Art is more than something you view — it is a process you go through.
“It touches folks more than we even know,” said Hill, a student in the human services program at Wisconsin Indianhead Technical College. The work, now hanging in the lobby of the Center Against Sexual and Domestic Violence, was created by a dozen shelter residents from all walks of life — a family, a 6-year-old boy, a Native American elder.
“It’s just so thrilling to know you can start one thing with just an idea, because that’s how this started,” Hill said. “It was just a small idea in my mind and it just grew into something that I never could have imagined … just the most beautiful thing.”
One survivor contributed three separate parts of the collage. The woman spent a lot of time tearing, ripping and creating them. One represents the dreams shattered by violence, one the reality she finds herself in now. The third held the word “Hope.”
“Hope sets in eventually,” Hill said. “It was just beautiful, so powerful. To be part of that experience with her was so amazing.”
The work is the first to paint the halls of CASDA’s new shelter with color.

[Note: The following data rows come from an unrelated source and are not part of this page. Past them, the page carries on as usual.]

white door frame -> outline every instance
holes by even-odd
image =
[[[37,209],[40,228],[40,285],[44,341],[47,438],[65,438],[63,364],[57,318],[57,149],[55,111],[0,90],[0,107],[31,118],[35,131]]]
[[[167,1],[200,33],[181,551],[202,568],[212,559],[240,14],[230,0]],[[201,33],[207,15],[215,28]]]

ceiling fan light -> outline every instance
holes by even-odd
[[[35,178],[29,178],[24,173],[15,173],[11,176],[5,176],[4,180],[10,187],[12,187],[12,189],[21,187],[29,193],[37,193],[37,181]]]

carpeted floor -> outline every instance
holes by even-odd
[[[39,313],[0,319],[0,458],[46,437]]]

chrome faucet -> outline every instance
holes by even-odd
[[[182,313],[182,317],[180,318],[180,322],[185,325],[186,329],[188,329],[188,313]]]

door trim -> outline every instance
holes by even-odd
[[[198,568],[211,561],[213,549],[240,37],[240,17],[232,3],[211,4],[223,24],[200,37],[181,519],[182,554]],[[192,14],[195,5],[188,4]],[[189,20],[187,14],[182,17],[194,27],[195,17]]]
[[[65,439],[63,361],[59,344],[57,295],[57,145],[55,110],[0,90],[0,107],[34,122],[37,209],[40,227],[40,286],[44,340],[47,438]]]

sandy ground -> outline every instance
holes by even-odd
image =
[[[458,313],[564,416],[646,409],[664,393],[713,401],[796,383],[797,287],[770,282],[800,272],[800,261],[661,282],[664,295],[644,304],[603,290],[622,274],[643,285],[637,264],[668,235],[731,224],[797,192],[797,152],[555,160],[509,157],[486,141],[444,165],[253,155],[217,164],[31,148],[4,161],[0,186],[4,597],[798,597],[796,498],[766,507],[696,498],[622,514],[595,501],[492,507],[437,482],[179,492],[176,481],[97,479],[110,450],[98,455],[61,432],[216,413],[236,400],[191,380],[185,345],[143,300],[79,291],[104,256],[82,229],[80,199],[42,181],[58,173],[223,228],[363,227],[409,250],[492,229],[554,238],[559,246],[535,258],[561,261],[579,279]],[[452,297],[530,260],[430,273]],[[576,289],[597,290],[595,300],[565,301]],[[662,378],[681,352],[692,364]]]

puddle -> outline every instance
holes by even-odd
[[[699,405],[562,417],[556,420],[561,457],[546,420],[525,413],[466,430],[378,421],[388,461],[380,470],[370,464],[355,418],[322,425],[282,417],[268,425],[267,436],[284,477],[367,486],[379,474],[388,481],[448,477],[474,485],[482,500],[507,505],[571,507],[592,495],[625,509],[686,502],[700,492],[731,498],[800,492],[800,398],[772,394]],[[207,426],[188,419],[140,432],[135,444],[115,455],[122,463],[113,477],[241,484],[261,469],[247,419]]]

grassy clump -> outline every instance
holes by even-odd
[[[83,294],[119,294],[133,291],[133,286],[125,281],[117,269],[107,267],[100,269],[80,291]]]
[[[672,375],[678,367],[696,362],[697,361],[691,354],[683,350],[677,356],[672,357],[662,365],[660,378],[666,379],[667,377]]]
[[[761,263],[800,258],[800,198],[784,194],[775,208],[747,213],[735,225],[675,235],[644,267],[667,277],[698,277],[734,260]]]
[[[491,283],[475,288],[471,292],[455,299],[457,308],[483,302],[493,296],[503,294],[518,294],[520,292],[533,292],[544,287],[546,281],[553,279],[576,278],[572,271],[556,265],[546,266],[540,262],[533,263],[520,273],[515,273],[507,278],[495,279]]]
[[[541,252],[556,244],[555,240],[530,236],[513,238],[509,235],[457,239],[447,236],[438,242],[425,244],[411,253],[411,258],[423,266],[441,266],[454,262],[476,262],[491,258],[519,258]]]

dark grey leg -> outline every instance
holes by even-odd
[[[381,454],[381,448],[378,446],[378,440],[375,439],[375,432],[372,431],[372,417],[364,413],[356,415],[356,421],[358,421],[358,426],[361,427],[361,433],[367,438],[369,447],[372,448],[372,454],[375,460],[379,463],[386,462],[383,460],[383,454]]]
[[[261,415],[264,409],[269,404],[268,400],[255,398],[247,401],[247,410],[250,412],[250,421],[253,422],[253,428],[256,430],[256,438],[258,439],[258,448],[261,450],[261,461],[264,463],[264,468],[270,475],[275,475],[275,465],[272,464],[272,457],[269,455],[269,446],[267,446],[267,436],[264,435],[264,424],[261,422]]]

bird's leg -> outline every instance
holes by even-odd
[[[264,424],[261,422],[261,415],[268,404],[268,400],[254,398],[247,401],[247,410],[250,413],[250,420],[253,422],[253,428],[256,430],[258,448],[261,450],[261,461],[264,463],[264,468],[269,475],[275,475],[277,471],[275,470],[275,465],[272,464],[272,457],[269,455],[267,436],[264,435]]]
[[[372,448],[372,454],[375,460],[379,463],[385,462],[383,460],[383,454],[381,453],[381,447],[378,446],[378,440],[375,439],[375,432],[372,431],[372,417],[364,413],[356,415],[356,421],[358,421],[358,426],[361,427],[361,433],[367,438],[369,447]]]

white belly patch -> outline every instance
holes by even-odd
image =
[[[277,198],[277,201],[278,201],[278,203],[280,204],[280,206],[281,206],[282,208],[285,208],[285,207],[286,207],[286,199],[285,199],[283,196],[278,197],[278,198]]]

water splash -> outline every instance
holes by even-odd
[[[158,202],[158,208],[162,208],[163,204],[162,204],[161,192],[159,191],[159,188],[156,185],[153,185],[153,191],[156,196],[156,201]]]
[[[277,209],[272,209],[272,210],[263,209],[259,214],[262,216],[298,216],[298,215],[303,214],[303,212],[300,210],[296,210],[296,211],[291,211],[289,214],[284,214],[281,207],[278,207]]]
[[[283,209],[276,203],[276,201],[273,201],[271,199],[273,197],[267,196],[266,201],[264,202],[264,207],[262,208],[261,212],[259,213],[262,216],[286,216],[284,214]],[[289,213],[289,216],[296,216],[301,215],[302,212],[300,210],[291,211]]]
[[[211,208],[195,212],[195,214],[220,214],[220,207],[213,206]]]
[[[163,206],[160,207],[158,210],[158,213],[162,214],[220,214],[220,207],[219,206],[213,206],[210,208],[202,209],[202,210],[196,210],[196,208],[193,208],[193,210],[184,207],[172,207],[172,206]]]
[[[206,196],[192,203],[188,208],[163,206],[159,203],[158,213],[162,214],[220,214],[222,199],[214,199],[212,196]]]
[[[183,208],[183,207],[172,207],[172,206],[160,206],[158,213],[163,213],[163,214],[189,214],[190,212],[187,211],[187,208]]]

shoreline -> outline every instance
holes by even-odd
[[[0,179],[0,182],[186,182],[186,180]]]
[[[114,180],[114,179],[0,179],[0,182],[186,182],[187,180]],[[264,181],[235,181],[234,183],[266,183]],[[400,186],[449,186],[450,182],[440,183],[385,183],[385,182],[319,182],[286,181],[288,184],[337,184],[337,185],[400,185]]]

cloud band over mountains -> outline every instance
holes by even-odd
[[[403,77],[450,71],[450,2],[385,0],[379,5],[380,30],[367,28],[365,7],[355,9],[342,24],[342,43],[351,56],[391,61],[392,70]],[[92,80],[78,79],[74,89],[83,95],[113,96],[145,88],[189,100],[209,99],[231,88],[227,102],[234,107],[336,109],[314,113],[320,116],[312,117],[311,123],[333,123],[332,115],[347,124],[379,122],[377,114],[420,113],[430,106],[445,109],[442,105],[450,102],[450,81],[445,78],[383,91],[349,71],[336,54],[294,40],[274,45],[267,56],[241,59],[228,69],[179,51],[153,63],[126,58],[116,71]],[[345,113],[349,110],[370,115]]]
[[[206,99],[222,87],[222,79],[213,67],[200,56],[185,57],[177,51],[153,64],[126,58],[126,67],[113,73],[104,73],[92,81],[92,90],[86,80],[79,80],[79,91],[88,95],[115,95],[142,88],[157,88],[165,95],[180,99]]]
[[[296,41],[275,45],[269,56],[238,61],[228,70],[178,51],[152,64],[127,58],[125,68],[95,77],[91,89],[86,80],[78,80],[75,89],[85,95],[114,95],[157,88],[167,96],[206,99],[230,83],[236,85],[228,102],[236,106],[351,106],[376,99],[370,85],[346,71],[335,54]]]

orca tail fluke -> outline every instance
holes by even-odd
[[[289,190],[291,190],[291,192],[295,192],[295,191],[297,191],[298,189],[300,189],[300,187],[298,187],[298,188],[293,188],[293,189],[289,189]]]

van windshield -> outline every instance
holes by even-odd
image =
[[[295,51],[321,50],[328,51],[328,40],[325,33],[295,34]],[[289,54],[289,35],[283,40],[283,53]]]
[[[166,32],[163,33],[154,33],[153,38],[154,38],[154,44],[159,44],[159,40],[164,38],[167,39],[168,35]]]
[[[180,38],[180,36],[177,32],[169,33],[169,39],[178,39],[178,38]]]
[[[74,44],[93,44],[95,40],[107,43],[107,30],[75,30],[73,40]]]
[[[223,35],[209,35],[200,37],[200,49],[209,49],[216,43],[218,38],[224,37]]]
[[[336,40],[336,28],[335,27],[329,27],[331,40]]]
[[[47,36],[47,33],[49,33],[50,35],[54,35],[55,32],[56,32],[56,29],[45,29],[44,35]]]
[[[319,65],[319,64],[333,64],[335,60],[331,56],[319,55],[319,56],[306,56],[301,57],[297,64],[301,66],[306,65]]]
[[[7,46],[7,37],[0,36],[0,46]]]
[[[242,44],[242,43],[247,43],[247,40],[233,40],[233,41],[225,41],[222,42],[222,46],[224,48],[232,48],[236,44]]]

“When we moved into this building at one of our staff meetings we were talking about the empty walls and how we wanted to be real deliberate before hanging any art on the walls,” said volunteer coordinator Jill Hinners. They wanted to make sure any art reflected the center’s mission, and what its clients were going through while offering hope. Hill’s project fit the criteria as well as the front lobby wall.
“It’s like the space was waiting for it,” Hinners said.
The project wove together many partners, including the technical and the North Central Windows Program.
As part of her field experience with the technical college’s human services program, Hill chose to focus on CASDA. She attended their Speak Out Superior event last year and bumped into Susan Meyers with North Central Windows Program. The program, which began in 2012, facilitates art as a healing process for survivors of violence through weekly sessions and outreach work. Meyers had been contemplating starting an art group at CASDA.
“I thought, ‘what a good fit, doing art with others,’” said Hill, an artist herself. With supplies from the windows program and the OK from CASDA, the project was born. Bringing it into the shelter broke down the barriers and made it easier for residents to attend, Hill said. It also opened her eyes.
At first she was nervous, unsure how to act with the shelter residents. Meeting and getting to know them changed that.
“I realize that these are people just like you and me,” Hill said. “It was just like meeting people at an individual, where you’re at level, and let’s work together and create some art together.”
The resulting picture represents success, Hinners said — a successful internship, successful partnerships and successful art enrichment activity for clients that will inspire others as long as it hangs at the center.
“This idea is like hope. It can help us grow and achieve our dreams if we work together,” said Hill. “May we find hope and may we dream.” The image is dedicated to everyone affected by violence. Hill said she hopes it will inspire viewers to end the violence in their lives.
“It will also bring art to our walls, something we were sadly in need of, and gives us ideas for other spaces that may need some art,” Hinners said.
She may soon have that art. Hill and her co-facilitator, art therapist Ineke Grounds, plan to restart the CASDA art group in the fall.
The center’s new, 10-bedroom facility in Superior’s East End neighborhood opened last spring.
“Every bed has been full the majority of the time,” Hinners said, counting on one hand the number of times over the past year when there has been an open bed or two. The space has been needed and utilized, she said. “We’ve really been able to say ‘Yes’ more often when people have contacted us for shelter,” Hinners said.